Le cinéma, miroir révélateur du post-colonial

Mise en ligne: 1er mars 2018

Deux expériences singulières de création de films en lien avec le post-colonialisme, par Chafik Allal

« Créer en post-colonie et décoloniser les regards » : belle formule, avec laquelle se finit l’article précédent. Pour moi, ça peut faire l’affaire pour commencer le suivant. Et pour être précis, créer de nouvelles images, de nouveaux récits mis en images, de nouvelles façons de mettre en images pour s’emparer du post-colonial et ne pas laisser le néo-colonial nous ensevelir et nous emporter. Bien sûr, ce n’est pas l’un ou l’autre. Entre les deux, que de nuances. Mais, ces derniers temps, le diable a appris à se nicher dans les plis des nuances. Donc la question précise est : comment créer des films –documentaires ou fictions – en post-colonie en vue de décoloniser les regards, les imaginaires, les esprits ? Question difficile, très difficile même. Les sensibilités des dominants, même quand elles sont tues ou camouflées, sont à fleur de peau. Evidemment, on censurera rarement pour les bonnes raisons assumées – divergences politiques ou d’analyse post-coloniales – mais parce que tu donnes une mauvaise image des uns ou des autres. En bref, il est difficile de créer en post-colonie.

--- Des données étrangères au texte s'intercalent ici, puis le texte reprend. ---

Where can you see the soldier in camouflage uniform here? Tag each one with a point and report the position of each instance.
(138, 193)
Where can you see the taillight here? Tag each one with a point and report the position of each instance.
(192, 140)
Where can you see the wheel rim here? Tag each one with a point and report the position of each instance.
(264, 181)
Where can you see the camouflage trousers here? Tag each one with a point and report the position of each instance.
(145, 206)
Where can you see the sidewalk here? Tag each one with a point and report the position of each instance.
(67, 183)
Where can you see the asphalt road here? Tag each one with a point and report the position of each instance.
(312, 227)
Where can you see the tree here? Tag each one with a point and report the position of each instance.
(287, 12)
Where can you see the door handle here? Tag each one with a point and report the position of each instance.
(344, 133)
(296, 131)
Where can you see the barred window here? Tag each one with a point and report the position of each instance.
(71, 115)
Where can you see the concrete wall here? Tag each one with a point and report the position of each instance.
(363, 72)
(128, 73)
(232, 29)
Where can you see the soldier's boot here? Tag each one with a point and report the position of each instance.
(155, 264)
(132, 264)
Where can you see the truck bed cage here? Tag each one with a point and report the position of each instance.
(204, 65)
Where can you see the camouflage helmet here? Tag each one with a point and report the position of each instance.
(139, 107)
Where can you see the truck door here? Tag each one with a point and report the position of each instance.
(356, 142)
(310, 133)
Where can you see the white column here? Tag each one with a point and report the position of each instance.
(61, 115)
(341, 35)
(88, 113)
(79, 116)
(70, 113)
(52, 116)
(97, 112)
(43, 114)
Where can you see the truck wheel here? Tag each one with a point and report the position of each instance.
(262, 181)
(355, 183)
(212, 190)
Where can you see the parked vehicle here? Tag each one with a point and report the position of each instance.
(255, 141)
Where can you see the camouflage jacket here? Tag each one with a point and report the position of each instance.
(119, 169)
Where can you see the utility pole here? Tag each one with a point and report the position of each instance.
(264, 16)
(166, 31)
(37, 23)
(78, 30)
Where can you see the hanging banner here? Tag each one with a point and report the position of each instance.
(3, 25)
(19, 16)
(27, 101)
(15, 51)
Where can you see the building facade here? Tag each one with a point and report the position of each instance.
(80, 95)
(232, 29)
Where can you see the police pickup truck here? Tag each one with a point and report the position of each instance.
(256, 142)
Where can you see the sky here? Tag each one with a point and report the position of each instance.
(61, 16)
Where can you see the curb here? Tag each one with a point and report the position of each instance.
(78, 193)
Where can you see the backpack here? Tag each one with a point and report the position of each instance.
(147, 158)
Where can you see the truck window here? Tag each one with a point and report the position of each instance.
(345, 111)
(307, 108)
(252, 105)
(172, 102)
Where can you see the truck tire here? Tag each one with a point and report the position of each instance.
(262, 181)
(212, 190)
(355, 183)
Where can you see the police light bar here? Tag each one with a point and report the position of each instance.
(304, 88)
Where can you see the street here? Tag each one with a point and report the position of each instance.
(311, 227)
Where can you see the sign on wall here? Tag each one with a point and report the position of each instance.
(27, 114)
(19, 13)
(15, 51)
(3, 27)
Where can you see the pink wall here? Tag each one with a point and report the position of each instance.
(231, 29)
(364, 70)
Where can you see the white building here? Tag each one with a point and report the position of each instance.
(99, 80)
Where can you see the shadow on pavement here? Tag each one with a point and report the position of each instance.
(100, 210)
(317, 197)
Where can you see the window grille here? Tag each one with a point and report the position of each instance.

Nous allons relater deux expériences singulières de création de films en lien avec le post-colonialisme à travers les entretiens avec les réalisateurs : la première expérience est celle d’un véritable travail de mémoire post-coloniale effectué par Said Mehdaoui qui a fait « Les cinéastes de la liberté » pour le rôle du cinéma dans l’histoire de la révolution algérienne et jeter la lumière sur les pionniers du film révolutionnaire et qui ont été à l’origine de la naissance du cinéma national en Algérie. Ces cinéastes ont été les premiers à prendre la caméra comme une arme dans la lutte armée contre le colonialisme, et montrer au monde entier les atrocités endurées par le peuple algérien. L’enjeu était de sensibiliser l’opinion et les organisations internationales à la cause algérienne. Ce sont les mêmes qui ont commencé à fonder l’idée d’un cinéma post-colonial.

La deuxième est une expérience originale d’un film post-colonial tourné à Bruxelles il y a quelques années par Chafik Allal et Claudio Capanna, « Bateau ivre ». Ce film inspiré par le livre de Joseph Conrad « Au cœur des ténèbres » veut faire poser, par des migrants fraîchement arrivés sur le territoire belge, un regard exploratoire sur la Belgique à travers le canal Bruxelles-Charleroi. Une exploration inversée. Il a eu la particularité d’avoir beaucoup intéressé en Algérie et en Italie, parfois plu et ayant eu des prix, mais ayant été peu apprécié en France. En Belgique, l’accueil a été… ou plutôt … comment dire ?…. Ah oui c’était quoi encore la dernière phrase de l’article précédent ? « Décidément, la jungle belge qu’il faut encore traverser pour « créer en post-colonie et décoloniser les regards » reste impénétrable.